Qlab. There have been so many developments in computing and processing over the last 15 years that make this almost a hard question to answer succinctly. But there has been no other tool that has changed so completely how I make work. It’s straightforward, but deep. It’s affordable. Most importantly, it bridges the space between concept and execution. It’s like a vertical sequencer. I can invent something complex, build it in my studio, on Qlab, and have a reasonably close first pass when I walk in to a theater for tech. I can approximate a multi speaker output scheme in headphones practically! I started after reel to reel, but had to spend hours bouncing down complex sequences to mini discs.
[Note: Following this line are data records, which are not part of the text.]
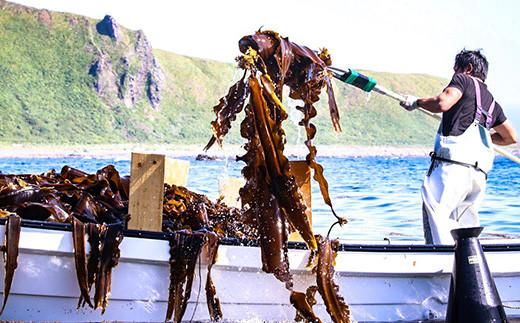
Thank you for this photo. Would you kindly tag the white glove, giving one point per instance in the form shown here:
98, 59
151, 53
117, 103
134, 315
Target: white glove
409, 103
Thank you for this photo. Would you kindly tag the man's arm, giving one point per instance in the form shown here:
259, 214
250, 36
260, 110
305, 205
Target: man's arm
505, 134
442, 102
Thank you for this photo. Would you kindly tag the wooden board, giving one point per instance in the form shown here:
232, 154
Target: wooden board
146, 192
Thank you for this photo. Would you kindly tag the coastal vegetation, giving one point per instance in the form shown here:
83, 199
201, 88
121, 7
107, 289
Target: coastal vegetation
65, 81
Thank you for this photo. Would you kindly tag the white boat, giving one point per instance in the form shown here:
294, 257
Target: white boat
380, 282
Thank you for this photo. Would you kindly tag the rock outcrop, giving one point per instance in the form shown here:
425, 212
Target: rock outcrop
108, 27
126, 73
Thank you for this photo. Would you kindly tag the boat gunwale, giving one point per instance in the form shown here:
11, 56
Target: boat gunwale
351, 247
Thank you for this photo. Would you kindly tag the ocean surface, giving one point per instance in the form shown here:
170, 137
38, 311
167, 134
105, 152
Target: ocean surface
380, 196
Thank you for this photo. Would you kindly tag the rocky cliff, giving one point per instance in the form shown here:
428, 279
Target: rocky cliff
125, 69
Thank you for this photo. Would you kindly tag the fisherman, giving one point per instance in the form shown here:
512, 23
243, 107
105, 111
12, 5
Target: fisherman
463, 154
A vast space existed between the building that happened in my studio, in my sequencer, and the medium that the show ran on.
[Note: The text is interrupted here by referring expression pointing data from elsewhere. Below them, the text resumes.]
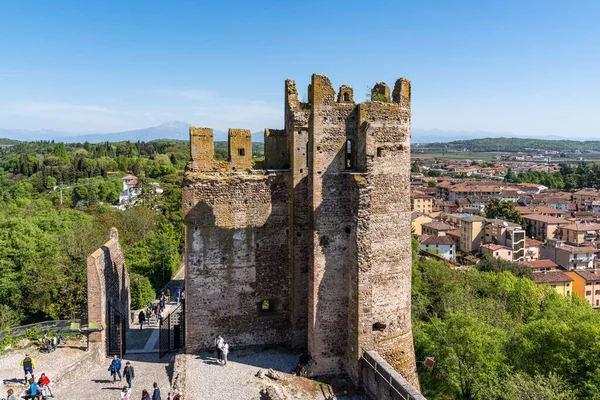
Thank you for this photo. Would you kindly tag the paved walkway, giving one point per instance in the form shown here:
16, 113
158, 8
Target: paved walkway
95, 382
206, 379
146, 340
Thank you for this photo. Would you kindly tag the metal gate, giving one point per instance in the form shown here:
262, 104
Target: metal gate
116, 332
172, 331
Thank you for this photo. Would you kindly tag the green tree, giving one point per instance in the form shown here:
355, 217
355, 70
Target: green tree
496, 208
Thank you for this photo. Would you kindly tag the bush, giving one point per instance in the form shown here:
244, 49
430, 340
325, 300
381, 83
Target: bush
141, 291
34, 333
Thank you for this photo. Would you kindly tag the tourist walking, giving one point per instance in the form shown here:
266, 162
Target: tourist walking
126, 393
156, 392
224, 352
115, 368
46, 385
129, 373
28, 365
142, 319
218, 346
32, 390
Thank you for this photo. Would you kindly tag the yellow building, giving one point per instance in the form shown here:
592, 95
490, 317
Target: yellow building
590, 281
418, 219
When SFX came along, the gap began to close, but it’s price and licensing requirements made it impractical for a designer to own a copy. There is a reason I haven’t seen SFX on a show computer in 8 years.
Here’s an example of how Qlab lives in two worlds for me: sometimes when things are super hairy with limits on quiet time, I’ll do something that is kind of insane. I’ll take the show file home, build new cues, and then come back the next day and load that new file into the production computer. It’s fraught with risk- you can lose work– but if you are inspired, and have a bajillion notes, it means you can design in the studio and start the next day in tech at a good clip. I don’t do it often, but if there is no quiet time before rehearsal, you gotta do something. Being able to build an alternative cue list at home and simply copy-pasting the next day is miraculous! It sounds so obvious now. But it wasn’t possible before Qlab. Isn’t that the mark of a successful revolution? Something that upends previous structure, and then becomes the new norm?
If you couldn’t have a career in a field related to this one, what would you want to do?
I still fantasize about being a Marine Biologist. I’m going to the Galapagos this summer, so if you don’t hear from me….
What do you hope TSDCA can accomplish?
Unifying the members of this community. Artistically and politically. These are difficult times and I wish I could hang out with more people who do the same job, many of whom are so damn smart.